Co-immunoprecipitation (Co-IP) is a simple yet effective method to identify novel proteins that associate with a target protein or to help identify complex interactions between known proteins. Results of Co-IP are highly reproducible, and the assay is relatively inexpensive.

In a typical experimental setup, lysates are first prepared from cells or tissue samples that express, either endogenously or exogenously, the protein of interest. Cells are then lysed using a proper lysis buffer, commonly a non-ionic detergent. This lysis step ensures that protein-protein interactions remain intact, by subsequently interrupting lipid-protein or other non-target interactions. The proteins of interest are then captured by incubating the cell lysate with specific antibodies. The resulting immuno-complexes, composed of antibody, the protein of interest (antigen), and antigen-associated proteins, can be precipitated using a beaded resin that is conjugated with an IgG-binding Protein A or G.

Like in IP, the sample then undergoes a series of washes, followed by purification and elution. Tightly bound proteins can also be eluted by boiling the precipitated resins in denaturing Laemmli buffer or by incubating the sample with large amounts of peptides containing the epitope of the antibody. Eluted proteins can be analyzed through similar methods used for IP.

Note: Though the experimental techniques appear similar, the distinction between the two methods lies in that in IP, an antibody is used to purify solely the antigen from a mixture, however in Co-IP an antibody is used to purify its target antigen, along with its binding partners, from a mixed, complex sample.

Experimental conditions must be optimized for each assay, where the lysis buffer and IP antibody are the two most important aspects for a successful experiment. Antibodies must specifically recognize the antigens without interfering with binding partners, which has historically limited the application of co-IP in the detection of complexes between many endogenously expressed proteins.

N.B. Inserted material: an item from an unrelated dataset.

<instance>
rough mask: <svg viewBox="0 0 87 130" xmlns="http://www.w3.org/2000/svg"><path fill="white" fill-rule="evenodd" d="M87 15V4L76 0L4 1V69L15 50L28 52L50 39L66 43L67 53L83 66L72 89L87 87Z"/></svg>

To overcome this hurdle, the protein of interest and associated proteins are frequently fused with a small peptide sequence, known as an epitope tag (e.g., flag, myc, HA, his, V5) or a fluorescence protein (e.g., GFP, DsRed). Antibodies for these tags that are compatible with IP as well as Co-IP, have been well developed, and are commercially available. As Co-IP purifies and enriches a target protein, it has commonly been combined with secondary studies that target protein-protein interactions, quantification of a protein and its associated proteins, assessing the enzymatic activity of proteins, studying the rate of synthesis or degradation, or determining the molecular weight of a polypeptide.